Cheng Q, Jiang G X, Fredrikson S, Link H, de Pedro-Cuesta J
Division of Neurology, Karolinska Institute, Huddinge University Hospital, Stockholm, Sweden.
Epidemiology. 1998 Nov;9(6):601-4.
We studied the relation between pregnancy and Guillain-Barré syndrome in the Swedish female population ages 15-49 years during the period 1978-1993. Person-based information from the national Hospital In-patient Registry on patients discharged with a diagnosis of Guillain-Barré syndrome was linked to data on pregnancy and delivery from the Swedish Medical Birth Registry. We validated coded Guillain-Barré syndrome diagnoses and the time periods of clinical onset for patients hospitalized with Guillain-Barré syndrome during pregnancy or during the first 90-day postpartum period.

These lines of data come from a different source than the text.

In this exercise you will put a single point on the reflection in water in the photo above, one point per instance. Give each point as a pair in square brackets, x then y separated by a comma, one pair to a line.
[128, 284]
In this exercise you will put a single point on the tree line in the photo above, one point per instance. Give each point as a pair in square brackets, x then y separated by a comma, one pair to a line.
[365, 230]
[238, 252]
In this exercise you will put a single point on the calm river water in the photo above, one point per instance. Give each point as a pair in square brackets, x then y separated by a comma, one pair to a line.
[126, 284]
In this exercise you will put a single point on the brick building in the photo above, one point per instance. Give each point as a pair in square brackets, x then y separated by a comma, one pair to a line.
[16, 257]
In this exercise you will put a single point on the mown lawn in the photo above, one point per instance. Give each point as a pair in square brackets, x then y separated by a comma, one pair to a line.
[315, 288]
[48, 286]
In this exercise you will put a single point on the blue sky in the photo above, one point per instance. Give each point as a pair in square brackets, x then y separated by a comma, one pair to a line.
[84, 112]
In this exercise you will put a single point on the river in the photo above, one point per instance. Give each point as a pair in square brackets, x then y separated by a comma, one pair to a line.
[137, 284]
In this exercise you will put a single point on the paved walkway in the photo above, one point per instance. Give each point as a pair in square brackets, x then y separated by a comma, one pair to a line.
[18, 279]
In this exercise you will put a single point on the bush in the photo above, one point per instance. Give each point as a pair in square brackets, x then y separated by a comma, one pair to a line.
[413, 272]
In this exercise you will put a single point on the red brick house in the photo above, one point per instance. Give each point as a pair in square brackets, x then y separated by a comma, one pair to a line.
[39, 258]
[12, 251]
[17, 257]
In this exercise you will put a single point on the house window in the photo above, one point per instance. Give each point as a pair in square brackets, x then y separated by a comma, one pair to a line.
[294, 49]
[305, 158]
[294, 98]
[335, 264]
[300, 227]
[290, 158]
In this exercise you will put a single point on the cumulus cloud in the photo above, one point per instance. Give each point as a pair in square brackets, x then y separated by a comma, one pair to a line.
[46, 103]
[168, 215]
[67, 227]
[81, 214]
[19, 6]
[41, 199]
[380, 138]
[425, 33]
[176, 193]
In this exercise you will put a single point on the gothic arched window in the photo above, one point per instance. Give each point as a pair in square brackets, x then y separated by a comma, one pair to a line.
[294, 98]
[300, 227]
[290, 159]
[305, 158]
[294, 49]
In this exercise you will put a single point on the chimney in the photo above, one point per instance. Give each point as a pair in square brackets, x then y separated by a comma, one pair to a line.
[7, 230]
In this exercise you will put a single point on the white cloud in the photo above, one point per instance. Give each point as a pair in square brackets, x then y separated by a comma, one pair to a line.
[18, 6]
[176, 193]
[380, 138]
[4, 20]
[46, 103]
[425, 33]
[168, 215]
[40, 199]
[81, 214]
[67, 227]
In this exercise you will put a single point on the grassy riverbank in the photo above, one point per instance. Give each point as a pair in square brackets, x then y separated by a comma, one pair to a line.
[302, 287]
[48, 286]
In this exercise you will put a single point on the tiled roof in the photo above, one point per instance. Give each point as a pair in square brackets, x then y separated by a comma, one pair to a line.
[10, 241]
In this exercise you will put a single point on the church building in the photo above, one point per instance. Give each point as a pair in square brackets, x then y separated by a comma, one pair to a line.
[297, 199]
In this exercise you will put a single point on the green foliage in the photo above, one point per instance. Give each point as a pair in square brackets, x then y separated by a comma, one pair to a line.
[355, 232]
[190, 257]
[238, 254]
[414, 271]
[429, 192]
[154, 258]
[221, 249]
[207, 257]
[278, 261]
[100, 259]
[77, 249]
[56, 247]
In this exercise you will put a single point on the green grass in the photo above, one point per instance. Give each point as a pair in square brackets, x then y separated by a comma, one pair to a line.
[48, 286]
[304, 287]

We compared the incidence of Guillain-Barré syndrome in women in different exposure categories related to pregnancy with that in women neither pregnant nor in the 90-day postpartum period. Poisson regression analysis yielded age-adjusted rate ratios of 0.89 [95% confidence interval (CI) = 0.52-1.53] for pregnant women, 1.37 (95% CI = 0.64-2.91) for women during the first 90 days, and 2.93 (95% CI = 1.20-7.11) during the first 30 days after delivery. Our results indicate that the risk of Guillain-Barré syndrome increases after delivery, particularly during the first 2 weeks postpartum.
我们研究了1978年至1993年期间瑞典15至49岁女性人群中妊娠与吉兰-巴雷综合征之间的关系。来自国家医院住院登记处的基于个人的吉兰-巴雷综合征诊断出院患者信息与瑞典医疗出生登记处的妊娠和分娩数据相关联。我们对妊娠期间或产后前90天因吉兰-巴雷综合征住院患者的吉兰-巴雷综合征编码诊断及临床发病时间段进行了验证。我们比较了与妊娠相关的不同暴露类别女性中吉兰-巴雷综合征的发病率与既未怀孕也不在产后90天内女性的发病率。泊松回归分析得出,孕妇的年龄调整率比为0.89 [95%置信区间(CI)= 0.52 - 1.53],产后前90天女性为1.37(95% CI = 0.64 - 2.91),产后第1个30天为2.93(95% CI = 1.20 - 7.11)。我们的结果表明,吉兰-巴雷综合征的风险在分娩后增加,尤其是在产后前2周。